Maximum DSC is a well-known WSN design which is NP-hard. Unlike all of the existing work that rely on the traditional single-objective definition, this paper introduces a multi-objective Disjoint Reliable Sensor Covers Problem (DRSC). The formulated problem is then tackled by two well-known and competitor multi-objective evolutionary algorithms, namely MOEA/D and NSGA-II. Instead of the traditional use of two perturbation operators (i.e., crossover and mutation), one heuristic operator is proposed that involves the incorporation of problem-specific knowledge in its mechanism. The proposed heuristic operator is proved to be of positive effect on the overall performance of the implemented MOEAs.
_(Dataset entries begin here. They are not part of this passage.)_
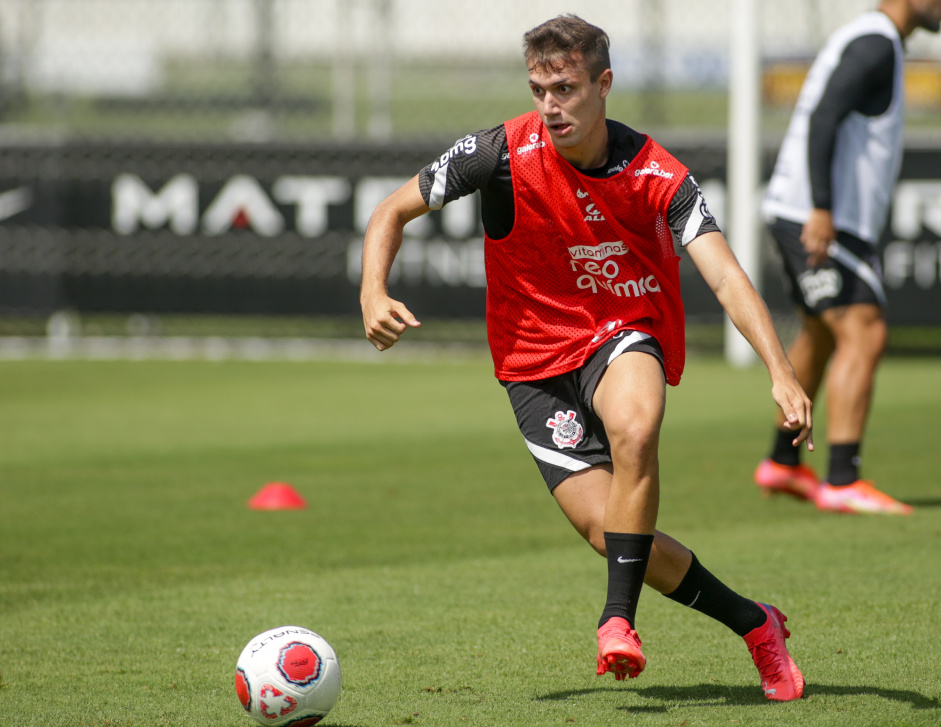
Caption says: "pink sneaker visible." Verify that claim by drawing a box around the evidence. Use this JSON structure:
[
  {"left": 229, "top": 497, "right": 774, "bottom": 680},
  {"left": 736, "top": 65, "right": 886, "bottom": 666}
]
[
  {"left": 814, "top": 480, "right": 913, "bottom": 515},
  {"left": 745, "top": 603, "right": 804, "bottom": 702},
  {"left": 755, "top": 459, "right": 820, "bottom": 502},
  {"left": 598, "top": 616, "right": 647, "bottom": 681}
]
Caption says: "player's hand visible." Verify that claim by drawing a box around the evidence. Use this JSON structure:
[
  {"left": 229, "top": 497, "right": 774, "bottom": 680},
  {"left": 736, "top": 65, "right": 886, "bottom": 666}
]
[
  {"left": 801, "top": 209, "right": 836, "bottom": 267},
  {"left": 362, "top": 296, "right": 421, "bottom": 351},
  {"left": 771, "top": 376, "right": 814, "bottom": 452}
]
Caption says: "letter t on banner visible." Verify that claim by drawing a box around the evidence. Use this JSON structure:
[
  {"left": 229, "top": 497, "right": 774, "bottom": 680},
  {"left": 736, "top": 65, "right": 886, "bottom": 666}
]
[{"left": 725, "top": 0, "right": 761, "bottom": 366}]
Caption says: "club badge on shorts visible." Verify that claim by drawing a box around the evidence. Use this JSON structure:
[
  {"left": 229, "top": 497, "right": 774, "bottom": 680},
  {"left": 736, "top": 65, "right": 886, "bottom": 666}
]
[{"left": 546, "top": 409, "right": 584, "bottom": 449}]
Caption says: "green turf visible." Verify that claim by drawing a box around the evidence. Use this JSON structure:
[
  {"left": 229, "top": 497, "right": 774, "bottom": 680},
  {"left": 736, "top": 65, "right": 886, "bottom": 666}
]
[{"left": 0, "top": 356, "right": 941, "bottom": 727}]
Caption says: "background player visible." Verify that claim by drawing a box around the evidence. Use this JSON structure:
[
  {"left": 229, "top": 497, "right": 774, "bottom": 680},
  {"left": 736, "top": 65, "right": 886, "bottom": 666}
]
[
  {"left": 755, "top": 0, "right": 941, "bottom": 515},
  {"left": 361, "top": 16, "right": 812, "bottom": 700}
]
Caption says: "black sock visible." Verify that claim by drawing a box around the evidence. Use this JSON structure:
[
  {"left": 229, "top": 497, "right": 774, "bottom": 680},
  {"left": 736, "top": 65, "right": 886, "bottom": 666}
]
[
  {"left": 664, "top": 554, "right": 768, "bottom": 636},
  {"left": 771, "top": 429, "right": 800, "bottom": 467},
  {"left": 827, "top": 442, "right": 859, "bottom": 487},
  {"left": 598, "top": 533, "right": 653, "bottom": 628}
]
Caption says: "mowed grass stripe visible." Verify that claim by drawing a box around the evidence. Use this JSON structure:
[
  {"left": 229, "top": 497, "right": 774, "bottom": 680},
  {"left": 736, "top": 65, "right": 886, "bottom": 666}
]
[{"left": 0, "top": 359, "right": 941, "bottom": 727}]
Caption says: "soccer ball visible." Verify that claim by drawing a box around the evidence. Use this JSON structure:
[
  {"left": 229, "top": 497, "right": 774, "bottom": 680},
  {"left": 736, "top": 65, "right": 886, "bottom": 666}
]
[{"left": 235, "top": 626, "right": 340, "bottom": 727}]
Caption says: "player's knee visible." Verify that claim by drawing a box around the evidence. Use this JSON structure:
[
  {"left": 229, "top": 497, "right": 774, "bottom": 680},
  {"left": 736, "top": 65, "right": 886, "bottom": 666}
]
[{"left": 605, "top": 414, "right": 660, "bottom": 461}]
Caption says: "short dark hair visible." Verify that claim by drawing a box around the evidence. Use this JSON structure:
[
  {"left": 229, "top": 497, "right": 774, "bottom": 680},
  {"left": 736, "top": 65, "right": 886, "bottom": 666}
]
[{"left": 523, "top": 14, "right": 611, "bottom": 83}]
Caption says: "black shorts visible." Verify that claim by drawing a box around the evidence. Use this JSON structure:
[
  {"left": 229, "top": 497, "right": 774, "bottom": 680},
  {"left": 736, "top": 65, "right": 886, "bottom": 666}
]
[
  {"left": 500, "top": 331, "right": 663, "bottom": 492},
  {"left": 771, "top": 220, "right": 885, "bottom": 315}
]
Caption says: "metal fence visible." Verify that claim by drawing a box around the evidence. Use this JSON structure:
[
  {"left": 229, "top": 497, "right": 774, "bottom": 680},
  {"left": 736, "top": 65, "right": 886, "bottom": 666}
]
[{"left": 0, "top": 0, "right": 941, "bottom": 142}]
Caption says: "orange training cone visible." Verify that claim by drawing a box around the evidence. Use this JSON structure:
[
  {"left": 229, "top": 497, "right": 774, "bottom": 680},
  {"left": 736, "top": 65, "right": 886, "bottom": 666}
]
[{"left": 248, "top": 482, "right": 307, "bottom": 510}]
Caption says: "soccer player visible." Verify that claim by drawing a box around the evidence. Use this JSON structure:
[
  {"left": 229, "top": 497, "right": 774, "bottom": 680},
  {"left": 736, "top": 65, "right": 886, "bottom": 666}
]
[
  {"left": 361, "top": 15, "right": 813, "bottom": 701},
  {"left": 755, "top": 0, "right": 941, "bottom": 515}
]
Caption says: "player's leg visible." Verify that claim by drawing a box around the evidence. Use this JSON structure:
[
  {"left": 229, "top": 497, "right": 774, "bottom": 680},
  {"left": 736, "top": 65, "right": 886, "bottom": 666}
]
[
  {"left": 754, "top": 220, "right": 834, "bottom": 500},
  {"left": 822, "top": 304, "right": 888, "bottom": 444},
  {"left": 552, "top": 474, "right": 804, "bottom": 700},
  {"left": 592, "top": 352, "right": 666, "bottom": 679},
  {"left": 816, "top": 303, "right": 912, "bottom": 515},
  {"left": 755, "top": 312, "right": 834, "bottom": 500}
]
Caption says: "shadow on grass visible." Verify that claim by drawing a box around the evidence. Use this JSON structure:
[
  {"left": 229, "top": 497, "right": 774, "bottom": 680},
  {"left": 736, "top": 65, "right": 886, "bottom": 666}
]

The results over 150 different WSN topologies signifies the importance of utilizing the two contradictory criteria of getting large number of disjoint sensor covers and more coverage reliability and optimizing them simultaneously rather than optimizing only number of disjoint sensor covers. Good overall performance of the multi-objective algorithms for the modeled DRSC highlights that it may be motivated to consider another WSN’s design criterion while solving disjoint sensor covers problem. As an example, we can include communication constraints (e.g., sensor-sink connectivity) to the multi-objective definition of disjoint sensor covers. Also, by satisfying the sensor energy constraints, a sensor can participate in multiple sensor covers and the definition of DRSC could be reformulated to satisfy a multi-objective non-disjoint sensor covers (nDRSC) problem.